Comment 2 Allistair Crossley 2005-09-27 13:32:02 UTC
it always comes down to what the servlet specification says a container 
implementation should do, what developers expect container implementations to 
do and how they should behave, and what developers often get confused about.

character encoding seems to be one of those things that many developers are 
getting confused about, and this issue in particular seems to come about quite 
often. i suppose as far as a developer is concerned whatever data they send to 
the server should be maintained in that way. so if arabic is sent via a post 
running on tomcat, is it acceptable for the developer to have to understand 
that tomcat runs in a charset that is not universal and to have to seek a 
filter or write their own filter to change this?

personally, i believe encoding falls into the same kind of category as other 
configuration elements like databases, jndi environment vars.

imo the container should help out the developer with this type of 
functionality, if not by configuration, then by providing default configurable 
filters across web applications. 

just my opinion.
Comment 3 Udo Walker 2005-09-27 15:21:09 UTC
Maybe I am too silly to do it, but for my test case it does not work setting the
encoding with a filter.
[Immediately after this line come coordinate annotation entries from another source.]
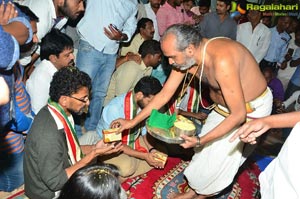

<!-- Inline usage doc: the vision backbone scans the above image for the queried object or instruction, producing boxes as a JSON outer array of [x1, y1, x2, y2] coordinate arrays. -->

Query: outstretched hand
[[104, 24, 123, 41], [95, 140, 122, 156], [110, 118, 135, 133], [180, 134, 197, 149], [229, 119, 270, 144]]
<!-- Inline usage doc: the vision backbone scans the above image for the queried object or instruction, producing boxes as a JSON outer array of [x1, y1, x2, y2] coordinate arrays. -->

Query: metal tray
[[146, 122, 184, 144]]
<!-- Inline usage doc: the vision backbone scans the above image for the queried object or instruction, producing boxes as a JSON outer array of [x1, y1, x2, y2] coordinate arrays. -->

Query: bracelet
[[195, 136, 201, 148]]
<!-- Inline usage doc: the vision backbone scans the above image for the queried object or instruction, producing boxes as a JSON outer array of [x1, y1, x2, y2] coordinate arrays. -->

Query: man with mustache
[[116, 18, 154, 68], [24, 67, 122, 199], [198, 0, 237, 40], [80, 76, 164, 178], [26, 29, 74, 114], [111, 25, 272, 199], [20, 0, 84, 63]]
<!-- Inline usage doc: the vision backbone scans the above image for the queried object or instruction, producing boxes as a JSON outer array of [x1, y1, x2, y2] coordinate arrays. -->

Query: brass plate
[[146, 122, 184, 144]]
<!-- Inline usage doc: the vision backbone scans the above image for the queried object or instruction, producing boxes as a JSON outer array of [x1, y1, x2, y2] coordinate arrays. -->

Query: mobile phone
[[288, 48, 294, 56], [110, 24, 120, 31]]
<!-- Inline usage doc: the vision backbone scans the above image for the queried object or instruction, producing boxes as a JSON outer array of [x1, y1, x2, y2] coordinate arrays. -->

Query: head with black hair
[[58, 164, 121, 199], [161, 24, 202, 70], [216, 0, 231, 16], [139, 39, 162, 67], [49, 66, 91, 114], [133, 76, 162, 109], [14, 3, 39, 53], [40, 28, 74, 69], [198, 0, 210, 15], [136, 18, 155, 40]]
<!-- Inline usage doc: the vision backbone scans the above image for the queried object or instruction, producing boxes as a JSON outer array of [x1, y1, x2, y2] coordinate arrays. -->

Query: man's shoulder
[[28, 106, 57, 137], [103, 93, 127, 113], [116, 61, 143, 73], [21, 0, 54, 10]]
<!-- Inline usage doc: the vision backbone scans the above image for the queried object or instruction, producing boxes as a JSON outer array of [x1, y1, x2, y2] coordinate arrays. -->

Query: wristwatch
[[195, 136, 201, 148]]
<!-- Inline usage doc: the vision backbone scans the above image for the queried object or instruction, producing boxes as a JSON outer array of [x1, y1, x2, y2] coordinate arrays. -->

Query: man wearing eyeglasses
[[26, 29, 74, 114], [24, 67, 122, 199]]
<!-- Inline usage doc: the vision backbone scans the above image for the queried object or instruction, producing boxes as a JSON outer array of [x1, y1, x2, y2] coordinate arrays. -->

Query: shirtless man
[[112, 25, 272, 199]]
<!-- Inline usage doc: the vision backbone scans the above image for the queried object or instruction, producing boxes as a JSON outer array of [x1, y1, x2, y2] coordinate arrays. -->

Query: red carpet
[[122, 158, 260, 199]]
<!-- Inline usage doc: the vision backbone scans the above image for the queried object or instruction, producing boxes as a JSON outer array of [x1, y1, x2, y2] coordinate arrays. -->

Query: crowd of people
[[0, 0, 300, 199]]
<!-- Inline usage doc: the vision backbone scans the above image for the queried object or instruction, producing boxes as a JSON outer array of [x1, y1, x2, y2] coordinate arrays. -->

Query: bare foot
[[167, 189, 197, 199]]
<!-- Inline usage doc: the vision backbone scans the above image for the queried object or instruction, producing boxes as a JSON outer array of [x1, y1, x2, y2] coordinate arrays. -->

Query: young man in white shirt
[[26, 29, 74, 114]]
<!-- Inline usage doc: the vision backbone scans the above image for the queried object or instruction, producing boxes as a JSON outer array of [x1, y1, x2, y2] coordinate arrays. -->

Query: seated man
[[26, 29, 74, 114], [116, 18, 155, 68], [80, 77, 163, 178], [104, 40, 162, 106], [24, 67, 121, 199]]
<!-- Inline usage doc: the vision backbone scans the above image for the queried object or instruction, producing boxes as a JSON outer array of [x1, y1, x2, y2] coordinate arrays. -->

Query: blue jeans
[[0, 152, 24, 192], [76, 39, 117, 131]]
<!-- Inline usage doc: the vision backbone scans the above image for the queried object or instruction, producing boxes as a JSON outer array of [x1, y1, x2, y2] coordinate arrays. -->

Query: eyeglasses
[[69, 96, 90, 104]]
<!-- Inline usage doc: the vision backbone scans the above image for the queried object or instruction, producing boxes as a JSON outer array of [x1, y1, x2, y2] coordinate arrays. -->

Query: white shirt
[[283, 91, 300, 111], [259, 123, 300, 199], [145, 3, 160, 41], [22, 0, 67, 40], [20, 0, 68, 54], [277, 33, 299, 90], [77, 0, 137, 54], [236, 22, 271, 63], [26, 59, 57, 114]]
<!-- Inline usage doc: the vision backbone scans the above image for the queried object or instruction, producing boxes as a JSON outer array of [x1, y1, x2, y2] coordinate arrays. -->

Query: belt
[[214, 88, 268, 117]]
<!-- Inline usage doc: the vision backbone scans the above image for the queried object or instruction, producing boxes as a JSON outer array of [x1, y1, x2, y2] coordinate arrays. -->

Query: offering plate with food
[[146, 112, 196, 144]]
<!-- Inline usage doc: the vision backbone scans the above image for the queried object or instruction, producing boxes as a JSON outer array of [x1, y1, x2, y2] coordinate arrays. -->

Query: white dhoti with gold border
[[184, 88, 273, 195]]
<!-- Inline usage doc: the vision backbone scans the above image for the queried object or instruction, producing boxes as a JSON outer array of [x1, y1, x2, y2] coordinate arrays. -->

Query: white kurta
[[259, 123, 300, 199]]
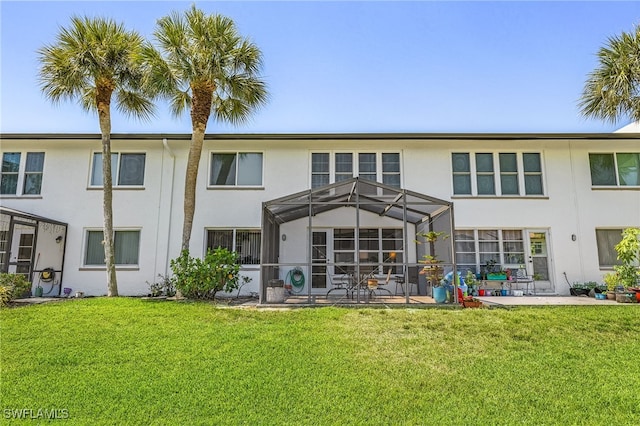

I did this:

in the web.xml as the first filter in the list:

 <filter>
    <filter-name>Set Character Encoding</filter-name>
    <filter-class>package.SetCharacterEncodingFilter</filter-class>
    <init-param>
      <param-name>encoding</param-name>
      <param-value>UTF-8</param-value>
    </init-param>
  </filter>

This is the filter which is packaged as example with Tomcat.

If I do now a post with UTF-8 characters all submitted UTF-8 characters are
corrupted. 

What am I doing wrong?


There is also a problem with valves. If you read a parameter from the request
inside a valve then the character encoding is automatically set to the default
(spec) value which is ISO-8859-1. Later you can not change this in a filter anymore.

(If I use my patch instead, everything is fine, no matter where I try to read
parameters from the request.)

With regards,
Udo
Comment 4 Allistair Crossley 2005-09-27 15:25:52 UTC
don't forget to add a filter mapping, this is ours, you may need a URL pattern 
match.

	<filter-mapping>
	 	<filter-name>requestCharacterEncodingFilter</filter-name>
	 	<servlet-name>springFrontController</servlet-name>
	</filter-mapping>

Comment 5 Udo Walker 2005-09-27 15:45:36 UTC
I also have the filter mapping like this:

 <filter-mapping>
    <filter-name>Set Character Encoding</filter-name>
    <servlet-name>action</servlet-name>
  </filter-mapping>

but it does not work.

In the config file in the <Context> I have this valve included:

    <Valve className="org.apache.catalina.valves.AccessLogValve"
           directory="logs"  prefix="localhost_access_ewi_log." suffix=".txt"
           resolveHost="false" pattern="common"/>

In the comment it says, that all request accesses are logged. Maybe this one
sets the character encoding already to the wrong value? I mean not directly the
valve but Tomcat when the request is accessed.